Pure Virtual Methods with Different Datatypes

2019-06-14 03:51发布

问题:

I'm making a base class for my container classes to derive from so I can maintain a consistent interface. It currently looks something like this:

template <typename Datatype>
class BaseClass
{
    public:
    virtual Datatype Foo() = 0;
    virtual Datatype Bar() = 0;
};

template <typename Datatype>
class DerivedClass: public BaseClass<Datatype>
{
    public:

    virtual Datatype Foo()
    {
    }

    virtual Datatype Bar()
    {
    }
};

However, with some of my derived classes, Foo() and Bar() may need to have different return types from each other. Without having a template parameter for each different return type in the base class, how can I give the derived classes some room for changing this sort of thing?

EDIT:

The types the derived classes use are potentially completely different and invariant. Really, the derived classes aren't guaranteed to have any sort of common ground other than the method names.

回答1:

It's NOT possible to return different data types. The only way would have been to make the methods template and that is restricted because virtual methods can not be templates.



回答2:

Provide a trait which would be specialized in the cases where you need different result.

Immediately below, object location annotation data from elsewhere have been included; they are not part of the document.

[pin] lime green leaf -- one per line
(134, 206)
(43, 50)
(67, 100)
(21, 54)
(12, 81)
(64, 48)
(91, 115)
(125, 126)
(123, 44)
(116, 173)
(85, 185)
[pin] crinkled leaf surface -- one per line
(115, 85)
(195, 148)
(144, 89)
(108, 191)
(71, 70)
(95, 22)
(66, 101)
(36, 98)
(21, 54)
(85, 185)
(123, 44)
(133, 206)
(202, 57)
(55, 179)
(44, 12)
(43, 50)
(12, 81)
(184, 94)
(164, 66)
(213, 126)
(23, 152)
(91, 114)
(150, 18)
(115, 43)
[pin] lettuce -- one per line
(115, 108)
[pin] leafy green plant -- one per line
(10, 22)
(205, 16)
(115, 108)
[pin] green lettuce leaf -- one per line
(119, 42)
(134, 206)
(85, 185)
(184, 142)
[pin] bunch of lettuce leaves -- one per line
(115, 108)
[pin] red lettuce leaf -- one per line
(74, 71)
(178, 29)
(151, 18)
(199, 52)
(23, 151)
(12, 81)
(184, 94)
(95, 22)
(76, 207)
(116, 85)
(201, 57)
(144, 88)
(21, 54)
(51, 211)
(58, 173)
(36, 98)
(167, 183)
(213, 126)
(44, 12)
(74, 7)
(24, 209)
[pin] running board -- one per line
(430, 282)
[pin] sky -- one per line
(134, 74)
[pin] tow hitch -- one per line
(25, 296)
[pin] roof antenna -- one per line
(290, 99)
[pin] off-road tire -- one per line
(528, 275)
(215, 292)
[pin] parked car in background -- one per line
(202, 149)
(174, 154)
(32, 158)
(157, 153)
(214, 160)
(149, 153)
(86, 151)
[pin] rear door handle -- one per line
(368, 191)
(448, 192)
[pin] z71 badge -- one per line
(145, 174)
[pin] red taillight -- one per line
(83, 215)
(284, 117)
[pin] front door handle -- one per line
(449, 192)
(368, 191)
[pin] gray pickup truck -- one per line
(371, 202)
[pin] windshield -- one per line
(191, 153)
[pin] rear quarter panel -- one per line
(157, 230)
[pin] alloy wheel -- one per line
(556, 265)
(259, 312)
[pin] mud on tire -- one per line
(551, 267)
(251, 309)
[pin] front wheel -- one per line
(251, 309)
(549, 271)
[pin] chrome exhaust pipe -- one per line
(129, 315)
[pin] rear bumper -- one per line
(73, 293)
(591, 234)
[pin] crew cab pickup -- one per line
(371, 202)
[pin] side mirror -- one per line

template <typename Datatype>
struct BaseTraits
{
    typedef Datatype FooResult;
    typedef Datatype BarResult;
};

template <typename Datatype, typename Traits = BaseTraits<Datatype> >
class BaseClass
{
    public:
    virtual Traits::FooResult Foo() = 0;
    virtual Traits::BarResult Bar() = 0;
};


回答3:

If you know the number of potential types ahead of time you can extend what you've got by adding additional types to the base class template...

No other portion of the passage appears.